Whereas with businesses they could go out of business if they overspend on inefficient processes and there can be competition on both quality and price.

One of the root causes is that it's very difficult to fire government employees for bad performance so that's why government services suck and cost a lot in almost every level of the government and in pretty much every country with some exceptions, like say the NTSB in the US.

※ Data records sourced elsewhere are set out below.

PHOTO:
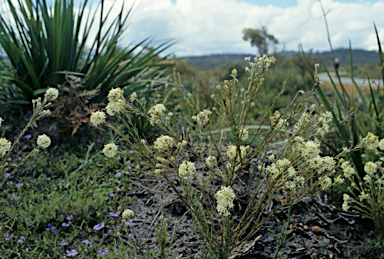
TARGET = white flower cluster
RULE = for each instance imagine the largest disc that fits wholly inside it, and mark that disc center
(324, 120)
(309, 150)
(202, 118)
(115, 95)
(291, 179)
(348, 170)
(98, 118)
(116, 101)
(370, 168)
(261, 63)
(371, 141)
(156, 112)
(187, 169)
(232, 152)
(225, 199)
(43, 141)
(128, 214)
(211, 161)
(114, 107)
(244, 134)
(51, 94)
(5, 146)
(163, 143)
(110, 150)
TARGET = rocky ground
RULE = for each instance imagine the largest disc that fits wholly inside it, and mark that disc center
(318, 226)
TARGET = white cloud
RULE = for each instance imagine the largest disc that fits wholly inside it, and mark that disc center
(215, 26)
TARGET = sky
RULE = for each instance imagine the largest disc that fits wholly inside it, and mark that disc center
(204, 27)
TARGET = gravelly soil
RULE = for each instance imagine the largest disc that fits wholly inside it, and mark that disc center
(320, 228)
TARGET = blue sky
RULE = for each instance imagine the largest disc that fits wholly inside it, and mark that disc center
(202, 27)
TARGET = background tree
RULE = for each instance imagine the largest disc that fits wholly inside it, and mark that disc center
(260, 38)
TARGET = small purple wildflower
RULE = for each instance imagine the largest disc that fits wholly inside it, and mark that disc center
(21, 239)
(63, 243)
(101, 252)
(130, 223)
(99, 226)
(66, 224)
(111, 214)
(86, 242)
(7, 236)
(73, 252)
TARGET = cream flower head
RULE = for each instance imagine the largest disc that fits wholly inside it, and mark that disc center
(156, 112)
(115, 95)
(187, 169)
(51, 94)
(43, 141)
(225, 199)
(98, 118)
(114, 107)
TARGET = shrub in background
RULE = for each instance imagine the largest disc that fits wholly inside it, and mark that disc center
(353, 119)
(297, 170)
(368, 197)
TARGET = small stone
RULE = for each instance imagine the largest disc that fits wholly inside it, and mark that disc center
(316, 229)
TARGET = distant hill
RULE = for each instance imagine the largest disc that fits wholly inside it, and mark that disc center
(360, 57)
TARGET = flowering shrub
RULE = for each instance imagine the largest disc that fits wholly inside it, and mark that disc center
(367, 194)
(297, 170)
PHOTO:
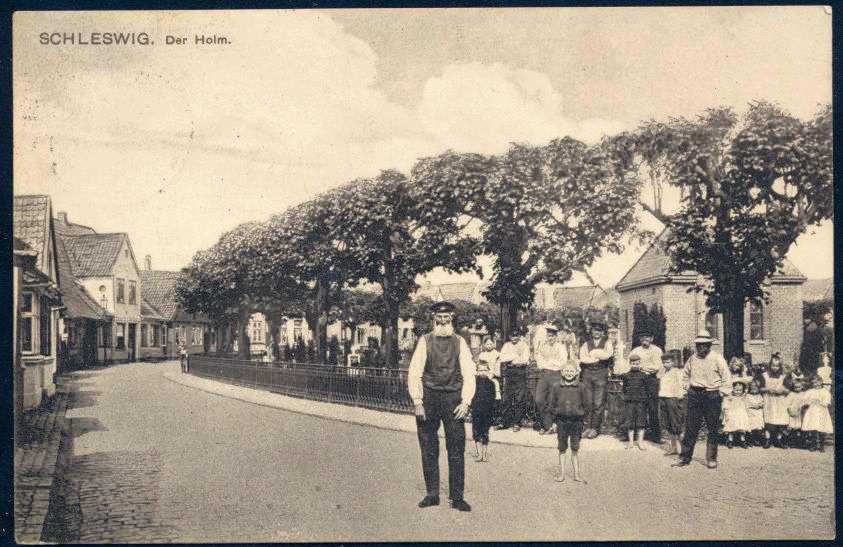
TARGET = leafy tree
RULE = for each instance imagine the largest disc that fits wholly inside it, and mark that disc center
(752, 185)
(540, 211)
(390, 241)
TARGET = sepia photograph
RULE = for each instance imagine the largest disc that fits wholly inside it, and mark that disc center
(423, 274)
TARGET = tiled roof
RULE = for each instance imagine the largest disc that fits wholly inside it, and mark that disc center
(579, 297)
(158, 288)
(70, 229)
(78, 303)
(30, 225)
(654, 266)
(93, 255)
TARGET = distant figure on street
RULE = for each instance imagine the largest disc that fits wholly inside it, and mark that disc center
(635, 402)
(182, 351)
(483, 404)
(551, 355)
(514, 358)
(708, 379)
(596, 360)
(650, 356)
(441, 383)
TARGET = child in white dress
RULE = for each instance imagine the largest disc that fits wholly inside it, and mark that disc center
(816, 422)
(735, 417)
(755, 411)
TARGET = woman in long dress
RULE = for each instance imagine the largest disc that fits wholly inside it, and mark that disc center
(776, 417)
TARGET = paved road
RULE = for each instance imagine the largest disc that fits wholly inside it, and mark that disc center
(158, 461)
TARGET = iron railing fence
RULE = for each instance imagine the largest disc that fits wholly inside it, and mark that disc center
(375, 388)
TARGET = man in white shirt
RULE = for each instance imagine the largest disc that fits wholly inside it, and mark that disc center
(441, 383)
(596, 359)
(514, 358)
(551, 355)
(651, 365)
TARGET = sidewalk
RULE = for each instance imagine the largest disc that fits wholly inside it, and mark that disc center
(375, 418)
(36, 458)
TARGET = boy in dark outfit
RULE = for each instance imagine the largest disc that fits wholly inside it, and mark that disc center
(635, 398)
(568, 398)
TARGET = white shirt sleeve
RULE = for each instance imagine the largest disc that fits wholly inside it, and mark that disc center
(416, 369)
(585, 356)
(468, 369)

It's not even that low performers should all be fired, but the fact that knowing you it's hard to get fired leads to many people underperforming given natural psychology. The other problem being lack of incentives tied to performance.

2 comments

When the public government services are privatized, it's not going to look like a bunch of scrappy companies engaging in free market dynamics to deliver services better than the government could; it's going to look like darling contracts granted to crony insiders who leech tax dollars into offshore accounts while delivering the worst possible service they can get away with.
The majority of people I worked with in government were actually very motivated. Sometimes it was public service, sometimes they were ambitious for their career, sometimes they just liked what they were working on.

I have not really seen more motivated people in business due to performance incentives. Even in the financial sector, other than maybe traders and quants, I can tell you most people don't work harder because of the annual bonus.

It was certainly a bit dispiriting working with the minority of people who appeared to do absolutely nothing and just hung around for years. We all knew we had to work harder because of them. Some of them would definitely have been fired in a business.